Bycatch describes animals caught unintentionally by fishing gear, including non-target species and undersized fish.
Many fishermen seek to catch a "target" species. When fishermen catch something that they didn't intend to, such as a different fish species, a cetacean, sea turtle or seabird, that is called bycatch.
Bycatch is a huge problem in some fisheries. Prior to the 1990s and improvements in the yellowfin tuna fishery, hundreds of thousands of dolphins were caught in purse seine nets each year. Bycatch is not only a problem for environmentalists and resource managers. It is a problem for fishermen, because bycatch can damage fishing gear and cause losses in fishing time. In many cases, bycatch needs to be thrown back, and in some cases, the animals are already dead when they are returned to the ocean.

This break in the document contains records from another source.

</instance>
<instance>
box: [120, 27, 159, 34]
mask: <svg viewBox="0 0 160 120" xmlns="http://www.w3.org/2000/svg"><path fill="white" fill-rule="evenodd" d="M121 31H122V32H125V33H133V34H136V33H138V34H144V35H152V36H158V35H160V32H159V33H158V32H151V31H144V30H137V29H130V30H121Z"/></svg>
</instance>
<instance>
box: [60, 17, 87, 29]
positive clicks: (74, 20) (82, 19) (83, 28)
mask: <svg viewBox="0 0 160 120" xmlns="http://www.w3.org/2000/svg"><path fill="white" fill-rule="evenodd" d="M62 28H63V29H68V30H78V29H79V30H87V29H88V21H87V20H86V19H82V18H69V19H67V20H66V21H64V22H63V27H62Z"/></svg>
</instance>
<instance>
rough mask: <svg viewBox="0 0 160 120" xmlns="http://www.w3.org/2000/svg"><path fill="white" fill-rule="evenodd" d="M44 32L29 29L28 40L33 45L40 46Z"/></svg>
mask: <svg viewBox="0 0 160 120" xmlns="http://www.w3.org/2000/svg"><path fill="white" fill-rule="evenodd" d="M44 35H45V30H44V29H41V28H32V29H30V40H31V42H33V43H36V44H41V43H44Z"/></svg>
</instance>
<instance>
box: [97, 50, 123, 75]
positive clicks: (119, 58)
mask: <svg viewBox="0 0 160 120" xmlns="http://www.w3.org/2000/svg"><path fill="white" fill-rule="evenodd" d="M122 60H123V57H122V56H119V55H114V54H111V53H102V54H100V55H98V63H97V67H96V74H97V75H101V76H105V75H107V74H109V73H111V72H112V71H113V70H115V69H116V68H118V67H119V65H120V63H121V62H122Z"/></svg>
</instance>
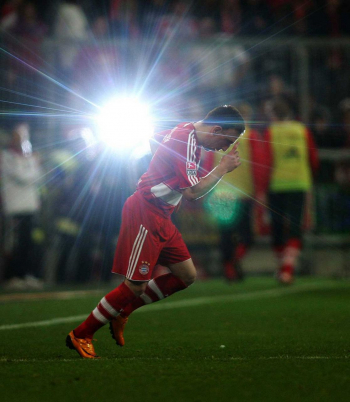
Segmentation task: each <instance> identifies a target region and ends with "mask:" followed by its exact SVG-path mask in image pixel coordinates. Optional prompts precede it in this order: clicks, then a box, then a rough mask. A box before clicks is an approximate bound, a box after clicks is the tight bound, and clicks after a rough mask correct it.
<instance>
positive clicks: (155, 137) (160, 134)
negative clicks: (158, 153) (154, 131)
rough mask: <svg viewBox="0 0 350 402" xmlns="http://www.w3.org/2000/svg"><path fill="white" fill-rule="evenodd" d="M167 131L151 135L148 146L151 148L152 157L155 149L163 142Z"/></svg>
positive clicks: (154, 153)
mask: <svg viewBox="0 0 350 402" xmlns="http://www.w3.org/2000/svg"><path fill="white" fill-rule="evenodd" d="M168 132H169V131H168V130H167V131H162V132H160V133H156V134H154V135H153V137H151V138H150V140H149V144H150V147H151V152H152V155H154V154H155V153H156V151H157V149H158V148H159V145H160V144H161V142H162V141H163V138H164V137H165V135H166V134H167V133H168Z"/></svg>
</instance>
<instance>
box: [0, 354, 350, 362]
mask: <svg viewBox="0 0 350 402" xmlns="http://www.w3.org/2000/svg"><path fill="white" fill-rule="evenodd" d="M349 359H350V356H347V355H345V356H290V355H280V356H258V357H240V356H237V357H203V360H210V361H221V362H226V361H252V360H349ZM104 360H118V361H131V360H132V361H134V360H135V361H136V360H137V361H177V360H178V359H176V358H171V357H165V358H161V357H117V358H112V357H103V358H101V359H93V361H96V362H101V361H104ZM77 361H81V360H77V359H60V360H59V362H77ZM89 361H92V360H89ZM0 362H1V363H39V362H40V363H57V362H58V360H57V359H37V358H33V359H11V358H6V357H2V358H0Z"/></svg>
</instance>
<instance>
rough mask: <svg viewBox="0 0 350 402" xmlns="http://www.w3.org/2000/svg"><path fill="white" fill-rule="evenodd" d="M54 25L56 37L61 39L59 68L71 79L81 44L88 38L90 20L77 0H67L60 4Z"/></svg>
mask: <svg viewBox="0 0 350 402" xmlns="http://www.w3.org/2000/svg"><path fill="white" fill-rule="evenodd" d="M54 26H55V28H54V37H55V39H57V40H58V41H59V45H58V48H57V50H58V63H59V68H60V70H61V72H62V75H63V76H64V77H65V79H67V78H68V80H69V78H70V75H71V73H72V68H73V64H74V60H75V57H76V55H77V53H78V52H79V46H80V44H81V42H83V41H85V40H87V39H88V28H89V26H88V20H87V17H86V15H85V13H84V11H83V9H82V7H81V6H80V5H79V4H77V1H76V0H67V1H66V2H63V3H61V4H60V5H59V7H58V10H57V16H56V21H55V23H54Z"/></svg>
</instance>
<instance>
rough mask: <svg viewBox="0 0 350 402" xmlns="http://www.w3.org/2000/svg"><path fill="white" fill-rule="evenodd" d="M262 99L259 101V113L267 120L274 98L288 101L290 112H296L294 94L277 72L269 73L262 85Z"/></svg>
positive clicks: (274, 100) (293, 113) (283, 100)
mask: <svg viewBox="0 0 350 402" xmlns="http://www.w3.org/2000/svg"><path fill="white" fill-rule="evenodd" d="M262 92H263V94H262V97H263V101H262V103H261V109H262V110H261V114H262V116H264V120H267V121H268V120H269V114H270V108H271V105H272V104H273V103H274V102H275V101H276V100H282V101H284V102H287V103H288V106H289V107H290V108H291V110H292V113H293V114H295V113H296V110H295V109H296V106H295V103H296V102H295V95H294V93H293V90H292V89H291V88H289V87H288V86H287V84H286V82H285V81H284V79H283V78H282V77H281V76H280V75H278V74H271V75H270V76H269V77H268V79H267V80H266V83H265V85H263V87H262Z"/></svg>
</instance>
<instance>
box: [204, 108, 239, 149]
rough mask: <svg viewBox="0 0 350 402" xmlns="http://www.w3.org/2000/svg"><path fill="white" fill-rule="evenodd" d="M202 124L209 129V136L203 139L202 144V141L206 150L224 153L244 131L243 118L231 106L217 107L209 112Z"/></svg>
mask: <svg viewBox="0 0 350 402" xmlns="http://www.w3.org/2000/svg"><path fill="white" fill-rule="evenodd" d="M202 124H205V125H206V126H208V127H209V131H208V134H209V136H208V137H206V138H205V139H204V142H203V140H202V143H203V146H204V148H206V149H208V150H220V149H222V150H224V151H226V150H227V149H228V148H229V147H230V145H231V144H232V143H234V142H235V141H236V140H237V138H238V137H239V136H241V135H242V134H243V133H244V130H245V123H244V120H243V117H242V116H241V114H240V113H239V111H238V110H237V109H236V108H235V107H233V106H231V105H224V106H219V107H216V108H215V109H213V110H211V111H210V112H209V113H208V114H207V115H206V116H205V118H204V119H203V120H202Z"/></svg>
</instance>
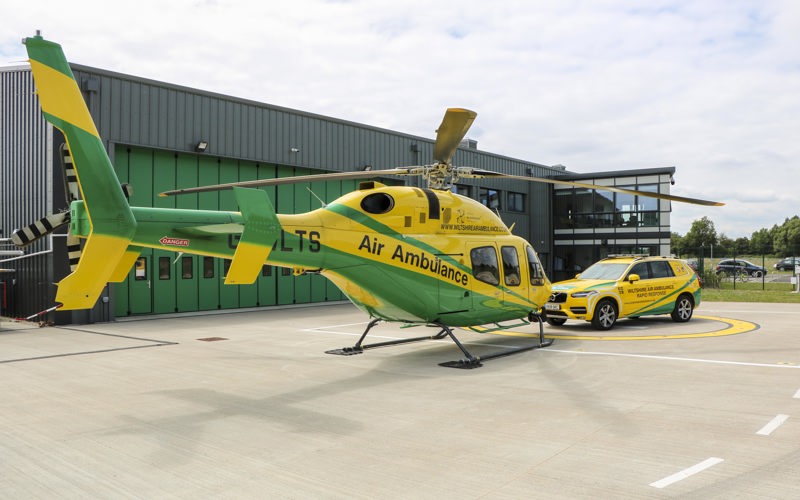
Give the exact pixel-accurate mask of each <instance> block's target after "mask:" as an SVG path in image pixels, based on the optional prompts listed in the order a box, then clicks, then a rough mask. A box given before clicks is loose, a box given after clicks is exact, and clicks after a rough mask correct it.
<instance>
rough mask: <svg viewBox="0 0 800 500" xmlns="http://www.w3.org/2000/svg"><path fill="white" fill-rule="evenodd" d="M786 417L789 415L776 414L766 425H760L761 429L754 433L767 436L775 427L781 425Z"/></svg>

A 2005 study by the Food and Agricultural Organization of the United Nations estimated global bycatch at 8% of the total catch.
Solutions to Bycatch
Over the years, scientists and fishermen have been working on the bycatch problem. This work has resulted in a great reduction in bycatch in some fisheries, such as the reduction of sea turtle bycatch after fishermen were required to install turtle excluder devices (TEDs) in their nets, although bycatch is still a problem, particularly in areas were there is a lack of funding or enforcement to deal with the bycatch problem.